The ever-growing universe is believed to be home to at least 100 billion galaxies of different shapes, sizes and compositions. Similar to the Milky Way, galaxies around the universe host huge collections of stars and other celestial objects. Now, researchers have made the discovery of cold quasars which provide more knowledge on how galaxies die, and when they stop producing new stars.
At the 234th meeting of the American Astronomical Society in St. Louis, astrophysicist Allison Kirkpatrick, assistant professor of physics and astronomy at the University of Kansas presented her discovery of cold quasars. Cold quasars are considered to be galaxies with an abundance of cold gas, which are still capable of producing new stars, despite having a quasar at its heart. The discovery is particularly important because it features a galaxy life cycle which has previously been unknown to researchers, called a “cold quasar phase.”

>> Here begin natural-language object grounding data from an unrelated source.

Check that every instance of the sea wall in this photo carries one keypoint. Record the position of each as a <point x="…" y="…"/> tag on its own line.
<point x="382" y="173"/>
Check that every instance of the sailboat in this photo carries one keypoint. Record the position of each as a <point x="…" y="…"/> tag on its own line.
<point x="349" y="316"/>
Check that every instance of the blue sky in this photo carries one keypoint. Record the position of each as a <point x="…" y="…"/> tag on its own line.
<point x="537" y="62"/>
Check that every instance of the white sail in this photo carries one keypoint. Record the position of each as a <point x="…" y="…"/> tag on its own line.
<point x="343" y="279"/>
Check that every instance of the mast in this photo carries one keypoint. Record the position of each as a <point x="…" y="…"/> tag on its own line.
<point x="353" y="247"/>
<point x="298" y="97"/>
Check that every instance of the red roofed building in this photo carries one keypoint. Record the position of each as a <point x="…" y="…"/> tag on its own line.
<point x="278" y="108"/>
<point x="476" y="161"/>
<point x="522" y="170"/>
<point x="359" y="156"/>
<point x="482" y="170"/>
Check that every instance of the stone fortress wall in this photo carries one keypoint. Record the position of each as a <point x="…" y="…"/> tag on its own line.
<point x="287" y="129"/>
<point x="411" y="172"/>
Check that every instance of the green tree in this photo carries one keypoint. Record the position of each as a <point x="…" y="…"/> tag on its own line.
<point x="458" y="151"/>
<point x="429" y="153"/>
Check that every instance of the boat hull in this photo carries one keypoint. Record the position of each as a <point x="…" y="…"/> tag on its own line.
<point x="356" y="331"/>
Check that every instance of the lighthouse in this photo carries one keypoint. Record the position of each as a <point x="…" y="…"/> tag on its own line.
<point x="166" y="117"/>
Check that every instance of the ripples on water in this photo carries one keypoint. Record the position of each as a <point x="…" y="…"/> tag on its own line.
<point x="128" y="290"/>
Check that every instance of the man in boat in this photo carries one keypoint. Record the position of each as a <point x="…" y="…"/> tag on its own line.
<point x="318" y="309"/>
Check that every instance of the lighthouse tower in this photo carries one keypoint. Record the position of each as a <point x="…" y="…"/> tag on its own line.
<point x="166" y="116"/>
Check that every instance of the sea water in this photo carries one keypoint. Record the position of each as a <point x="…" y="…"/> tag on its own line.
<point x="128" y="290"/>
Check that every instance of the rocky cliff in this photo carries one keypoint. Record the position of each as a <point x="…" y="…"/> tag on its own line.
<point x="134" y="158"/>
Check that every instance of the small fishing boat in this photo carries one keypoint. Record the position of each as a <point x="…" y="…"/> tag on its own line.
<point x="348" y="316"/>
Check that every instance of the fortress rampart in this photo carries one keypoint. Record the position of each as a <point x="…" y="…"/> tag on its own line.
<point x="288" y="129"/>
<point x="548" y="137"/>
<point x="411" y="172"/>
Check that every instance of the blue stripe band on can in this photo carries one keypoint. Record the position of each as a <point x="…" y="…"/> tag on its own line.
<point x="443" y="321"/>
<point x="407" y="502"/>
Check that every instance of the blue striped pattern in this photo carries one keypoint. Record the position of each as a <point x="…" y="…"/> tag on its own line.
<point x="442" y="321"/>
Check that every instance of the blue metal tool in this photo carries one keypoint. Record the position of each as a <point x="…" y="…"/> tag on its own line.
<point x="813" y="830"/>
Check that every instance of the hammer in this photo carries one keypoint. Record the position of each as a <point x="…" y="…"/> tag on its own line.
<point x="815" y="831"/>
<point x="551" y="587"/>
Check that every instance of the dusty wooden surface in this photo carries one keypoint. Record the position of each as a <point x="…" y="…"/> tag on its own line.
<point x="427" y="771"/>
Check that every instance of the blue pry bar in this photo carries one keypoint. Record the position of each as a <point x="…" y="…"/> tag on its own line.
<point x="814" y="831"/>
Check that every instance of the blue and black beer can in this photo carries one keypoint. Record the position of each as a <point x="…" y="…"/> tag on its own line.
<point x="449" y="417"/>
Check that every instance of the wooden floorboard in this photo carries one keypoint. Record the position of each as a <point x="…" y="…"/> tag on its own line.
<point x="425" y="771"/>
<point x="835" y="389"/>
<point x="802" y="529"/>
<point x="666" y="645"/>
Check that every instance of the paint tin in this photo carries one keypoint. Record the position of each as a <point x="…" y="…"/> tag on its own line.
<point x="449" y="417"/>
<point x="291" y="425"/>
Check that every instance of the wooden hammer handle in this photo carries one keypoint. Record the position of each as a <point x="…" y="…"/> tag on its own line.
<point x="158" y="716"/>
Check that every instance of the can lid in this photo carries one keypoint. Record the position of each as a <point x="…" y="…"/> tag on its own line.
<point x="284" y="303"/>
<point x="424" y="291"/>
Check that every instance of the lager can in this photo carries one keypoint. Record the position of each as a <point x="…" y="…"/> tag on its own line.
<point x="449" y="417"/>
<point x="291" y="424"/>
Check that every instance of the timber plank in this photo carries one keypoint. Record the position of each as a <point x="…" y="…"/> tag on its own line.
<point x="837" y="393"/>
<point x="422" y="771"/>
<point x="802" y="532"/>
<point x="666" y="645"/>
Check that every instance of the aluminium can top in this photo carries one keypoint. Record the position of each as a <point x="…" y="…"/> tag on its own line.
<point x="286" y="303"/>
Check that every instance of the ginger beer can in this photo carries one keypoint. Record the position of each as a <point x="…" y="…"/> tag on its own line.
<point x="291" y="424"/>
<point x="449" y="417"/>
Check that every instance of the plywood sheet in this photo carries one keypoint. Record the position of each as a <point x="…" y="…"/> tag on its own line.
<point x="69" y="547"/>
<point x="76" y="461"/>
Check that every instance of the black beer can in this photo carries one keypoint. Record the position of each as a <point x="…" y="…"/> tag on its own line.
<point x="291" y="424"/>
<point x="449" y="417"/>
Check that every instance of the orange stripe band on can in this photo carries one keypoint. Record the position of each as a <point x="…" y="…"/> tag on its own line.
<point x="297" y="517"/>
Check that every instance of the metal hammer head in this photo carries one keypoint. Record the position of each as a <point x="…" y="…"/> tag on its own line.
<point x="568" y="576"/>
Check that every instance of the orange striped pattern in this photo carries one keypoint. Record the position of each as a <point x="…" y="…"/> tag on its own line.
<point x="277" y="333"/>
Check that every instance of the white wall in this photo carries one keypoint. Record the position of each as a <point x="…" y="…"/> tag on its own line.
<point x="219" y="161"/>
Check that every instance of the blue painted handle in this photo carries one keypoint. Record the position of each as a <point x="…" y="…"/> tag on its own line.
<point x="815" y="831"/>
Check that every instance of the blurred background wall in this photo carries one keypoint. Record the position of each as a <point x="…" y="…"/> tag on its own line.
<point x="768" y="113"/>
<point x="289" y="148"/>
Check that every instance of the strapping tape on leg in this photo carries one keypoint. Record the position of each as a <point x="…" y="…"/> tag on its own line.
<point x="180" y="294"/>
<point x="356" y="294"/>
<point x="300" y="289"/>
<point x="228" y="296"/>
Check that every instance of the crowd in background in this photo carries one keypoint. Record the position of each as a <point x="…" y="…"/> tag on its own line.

Quasars form when the supermassive black hole at the heart of a galaxy starts collecting all the material around it. It sucks in the gas, which causes an accretion disk to form, and then becomes super heated. When it heats up enough, it will emit enormous amounts of light, causing the quasar to become far brighter than a regular galaxy.
Initially, researchers believed that once the supermassive black hole at the center became a quasar, that meant that the galaxy was “dead.” In other words, they believed that it was no longer capable of producing new stars. The discovery of cold quasars changes this theory.
The team conducted analyses of data collected by the European Space Agency’s XMM-Newton Telescope, which revealed that there are 10 percent of galaxies with supermassive black holes that are accreting, and containing enough of the cold gas to produce new stars. However, the new discoveries don’t end here. The team analyzed the 10 percent of those galaxies, finding an exception in another 10 percent.
“These are very compact, blue, luminous sources,” Kirkpatrick said in a press release. “They look exactly like you would expect a supermassive black hole to look in the end stages after it has quenched all of the star formation in a galaxy. This is evolving into a passive elliptical galaxy, yet we have found a lot of cold gas in these as well. These are the population that I’m calling ‘cold quasars.’”
Kirkpatrick’s discovery points out that the cold quasar phase might not be as rare as it was previously thought. The team believes that at some in its life cycle, every galaxy will go through the cold quasar phase.
“This is a transition phase, let’s say of 10 million years,” she said in the press release. “In universal timescales, that’s really short — and it’s hard to catch this thing. We’re doing what we call a blind survey to find objects we weren’t looking for. And by finding these objects, yes, it could imply that this happens to every galaxy.”